Users And Invitations

Platform admins can create and maintain tenant users through the tenant API when the target tenant and organization are supplied. Client admins can perform the same workflow inside their own organization scope.

Routes

ActionRouteRoles
List usersGET /api/v1/usersCLIENT_ADMIN, PLATFORM_ADMIN
Create user and invitationPOST /api/v1/usersCLIENT_ADMIN, PLATFORM_ADMIN
Update user profilePUT /api/v1/users/{id}CLIENT_ADMIN, PLATFORM_ADMIN
Delete user by body aliasDELETE /api/v1/usersCLIENT_ADMIN, PLATFORM_ADMIN
Delete user by pathDELETE /api/v1/users/{id}CLIENT_ADMIN, PLATFORM_ADMIN
Accept invitationPOST /api/v1/invitations/acceptPublic token route

Create User

Example request:

  {
  "tenant_id": "11111111-1111-4111-8111-111111111111",
  "organization_id": "22222222-2222-4222-8222-222222222222",
  "email": "client-tech@example.test",
  "role": "CLIENT_TECH",
  "expires_at": "2026-12-31T23:59:59Z"
}
  

For organization users, the backend creates an invitation notification.
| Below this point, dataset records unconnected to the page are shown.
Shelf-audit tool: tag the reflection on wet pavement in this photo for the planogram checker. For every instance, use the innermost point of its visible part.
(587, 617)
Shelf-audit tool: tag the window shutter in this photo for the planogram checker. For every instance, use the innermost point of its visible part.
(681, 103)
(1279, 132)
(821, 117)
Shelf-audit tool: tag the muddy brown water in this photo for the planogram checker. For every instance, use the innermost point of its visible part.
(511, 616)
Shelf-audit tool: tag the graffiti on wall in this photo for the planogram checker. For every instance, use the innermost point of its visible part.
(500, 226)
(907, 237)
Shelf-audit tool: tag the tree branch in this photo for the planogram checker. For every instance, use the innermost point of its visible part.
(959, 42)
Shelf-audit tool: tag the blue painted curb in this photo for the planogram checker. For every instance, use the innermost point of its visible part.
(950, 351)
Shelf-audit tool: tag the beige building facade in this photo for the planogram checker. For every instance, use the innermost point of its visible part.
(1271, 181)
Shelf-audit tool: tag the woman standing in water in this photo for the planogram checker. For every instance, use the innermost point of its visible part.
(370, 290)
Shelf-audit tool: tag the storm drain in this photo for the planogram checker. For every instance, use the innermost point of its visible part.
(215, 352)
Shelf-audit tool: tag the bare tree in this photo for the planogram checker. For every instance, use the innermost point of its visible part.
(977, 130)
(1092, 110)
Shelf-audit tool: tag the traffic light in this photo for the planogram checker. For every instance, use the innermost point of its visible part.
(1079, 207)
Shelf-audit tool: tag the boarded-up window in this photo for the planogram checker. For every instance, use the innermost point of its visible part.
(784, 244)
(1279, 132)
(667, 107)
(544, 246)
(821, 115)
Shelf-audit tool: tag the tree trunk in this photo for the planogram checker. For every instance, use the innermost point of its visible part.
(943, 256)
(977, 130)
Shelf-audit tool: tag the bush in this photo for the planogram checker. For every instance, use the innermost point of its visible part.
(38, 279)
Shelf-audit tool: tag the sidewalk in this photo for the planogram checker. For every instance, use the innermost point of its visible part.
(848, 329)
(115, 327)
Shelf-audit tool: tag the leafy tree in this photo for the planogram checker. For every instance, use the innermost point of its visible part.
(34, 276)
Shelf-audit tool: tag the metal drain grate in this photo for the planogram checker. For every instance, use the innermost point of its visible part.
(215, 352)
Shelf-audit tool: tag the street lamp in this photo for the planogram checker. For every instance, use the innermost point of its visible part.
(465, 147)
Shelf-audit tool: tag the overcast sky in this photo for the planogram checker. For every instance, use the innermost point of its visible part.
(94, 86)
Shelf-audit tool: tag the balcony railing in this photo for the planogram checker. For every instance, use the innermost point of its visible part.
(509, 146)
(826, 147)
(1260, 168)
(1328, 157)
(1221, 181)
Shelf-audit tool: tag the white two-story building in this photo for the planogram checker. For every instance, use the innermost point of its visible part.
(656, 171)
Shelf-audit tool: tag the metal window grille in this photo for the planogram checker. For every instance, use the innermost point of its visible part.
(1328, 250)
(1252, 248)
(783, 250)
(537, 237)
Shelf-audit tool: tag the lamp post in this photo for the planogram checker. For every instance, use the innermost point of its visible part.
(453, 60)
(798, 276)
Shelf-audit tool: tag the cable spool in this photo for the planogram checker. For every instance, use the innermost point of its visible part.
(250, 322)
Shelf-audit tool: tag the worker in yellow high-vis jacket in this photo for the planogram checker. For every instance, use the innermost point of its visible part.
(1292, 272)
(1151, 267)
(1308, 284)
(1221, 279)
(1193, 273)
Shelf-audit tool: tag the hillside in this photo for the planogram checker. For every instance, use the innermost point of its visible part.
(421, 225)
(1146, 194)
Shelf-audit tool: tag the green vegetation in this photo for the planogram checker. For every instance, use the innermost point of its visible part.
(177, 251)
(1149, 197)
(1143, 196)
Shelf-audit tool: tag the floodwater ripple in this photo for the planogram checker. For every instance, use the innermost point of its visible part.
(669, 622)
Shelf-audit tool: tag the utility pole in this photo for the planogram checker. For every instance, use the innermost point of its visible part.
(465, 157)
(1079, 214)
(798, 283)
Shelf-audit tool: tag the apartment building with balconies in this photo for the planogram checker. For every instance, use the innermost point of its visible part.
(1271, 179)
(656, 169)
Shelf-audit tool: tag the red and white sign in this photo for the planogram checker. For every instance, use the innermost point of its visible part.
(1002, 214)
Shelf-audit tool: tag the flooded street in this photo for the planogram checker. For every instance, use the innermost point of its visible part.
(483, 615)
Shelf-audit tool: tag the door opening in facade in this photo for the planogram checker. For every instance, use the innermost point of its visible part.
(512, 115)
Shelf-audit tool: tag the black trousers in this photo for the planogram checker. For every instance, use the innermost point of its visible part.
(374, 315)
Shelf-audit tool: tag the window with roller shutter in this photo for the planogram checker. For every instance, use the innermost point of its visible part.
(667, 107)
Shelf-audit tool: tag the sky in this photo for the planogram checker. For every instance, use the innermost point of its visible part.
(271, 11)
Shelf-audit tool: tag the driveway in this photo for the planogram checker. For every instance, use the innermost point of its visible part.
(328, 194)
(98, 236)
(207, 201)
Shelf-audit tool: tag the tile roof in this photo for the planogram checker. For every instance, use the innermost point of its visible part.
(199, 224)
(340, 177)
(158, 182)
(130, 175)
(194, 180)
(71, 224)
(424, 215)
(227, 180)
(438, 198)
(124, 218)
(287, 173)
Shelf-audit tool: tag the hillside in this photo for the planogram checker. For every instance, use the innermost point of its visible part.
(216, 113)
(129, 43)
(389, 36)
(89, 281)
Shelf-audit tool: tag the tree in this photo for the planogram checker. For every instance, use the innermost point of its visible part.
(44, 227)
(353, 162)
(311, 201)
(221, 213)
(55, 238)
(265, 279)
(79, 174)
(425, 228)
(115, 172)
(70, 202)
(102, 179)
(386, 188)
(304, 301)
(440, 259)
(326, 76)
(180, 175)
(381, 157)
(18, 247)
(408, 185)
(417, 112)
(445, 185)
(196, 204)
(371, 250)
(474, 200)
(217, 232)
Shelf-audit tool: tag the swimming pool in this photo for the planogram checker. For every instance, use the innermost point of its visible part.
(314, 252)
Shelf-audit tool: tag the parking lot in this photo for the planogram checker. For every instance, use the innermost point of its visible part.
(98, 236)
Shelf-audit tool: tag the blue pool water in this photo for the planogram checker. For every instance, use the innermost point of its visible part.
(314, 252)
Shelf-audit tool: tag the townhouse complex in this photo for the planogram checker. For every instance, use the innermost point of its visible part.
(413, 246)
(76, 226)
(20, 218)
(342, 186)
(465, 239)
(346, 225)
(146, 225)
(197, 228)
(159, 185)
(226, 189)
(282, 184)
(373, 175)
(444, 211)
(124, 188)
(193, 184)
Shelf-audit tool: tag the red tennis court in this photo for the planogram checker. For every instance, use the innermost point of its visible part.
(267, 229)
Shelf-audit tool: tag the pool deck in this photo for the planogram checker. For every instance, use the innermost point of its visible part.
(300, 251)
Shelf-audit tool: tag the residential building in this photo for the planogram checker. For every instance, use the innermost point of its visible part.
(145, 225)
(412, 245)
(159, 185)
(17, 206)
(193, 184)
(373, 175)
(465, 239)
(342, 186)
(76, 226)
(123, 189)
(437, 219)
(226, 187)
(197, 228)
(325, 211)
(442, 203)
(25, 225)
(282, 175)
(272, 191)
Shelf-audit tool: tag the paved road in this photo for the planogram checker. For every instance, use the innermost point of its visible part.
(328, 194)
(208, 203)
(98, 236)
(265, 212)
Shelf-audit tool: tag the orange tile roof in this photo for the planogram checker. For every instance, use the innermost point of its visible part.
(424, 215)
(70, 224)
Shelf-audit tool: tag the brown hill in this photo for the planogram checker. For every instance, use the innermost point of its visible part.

If the Keycloak Admin provisioner is configured, the backend provisions the Keycloak user with the profile attributes needed by the portal and sends the user through the password update flow.

Invitation links are absolute URLs built from PUBLIC_INVITATION_BASE_URL. Configure it before creating users:

  PUBLIC_INVITATION_BASE_URL=https://wipe.example
  

The resulting link has this form:

  https://wipe.example/api/v1/invitations/accept?invitation_id=<id>&token=<token>
  

If PUBLIC_INVITATION_BASE_URL is empty, the backend falls back to PUBLIC_API_BASE_URL, then to the origin of PUBLIC_VERIFY_BASE_URL.

Profile Updates

PUT /api/v1/users/{id} updates tenant-scoped fields. The backend only syncs Keycloak when synced fields change, such as email, organization, role, realm, or expiration. A manual keycloak_user_id update alone does not trigger profile sync.

Delete Users

Both delete routes are protected writes:

RouteNotes
DELETE /api/v1/usersBody contains { "id": "<user_id>" }.
DELETE /api/v1/users/{id}User ID comes from the path.

When MFA recency is enabled, both routes require recent MFA.

Failure Semantics

FailureBackend behavior
Duplicate tenant email and realmCONFLICT.
Keycloak user provisioning failureSERVICE_UNAVAILABLE, transaction rolled back.
Missing tenant or organization scopeBAD_REQUEST or FORBIDDEN depending on caller.
Invitation token missing, expired, consumed, or invalidStructured BAD_REQUEST or FORBIDDEN from the invitation acceptance route.

Admin Checklist

After creating a user:

CheckExpected result
User exists in GET /api/v1/users.Status and role are correct.
Invitation email appears in Mailpit or SMTP provider logs.Link uses the public host, not localhost unless running local dev.
Email template renders HTML, not raw JSON.Logo and app name come from organization branding when configured.
Keycloak user exists when provisioner is enabled.Required action includes password update for invitations.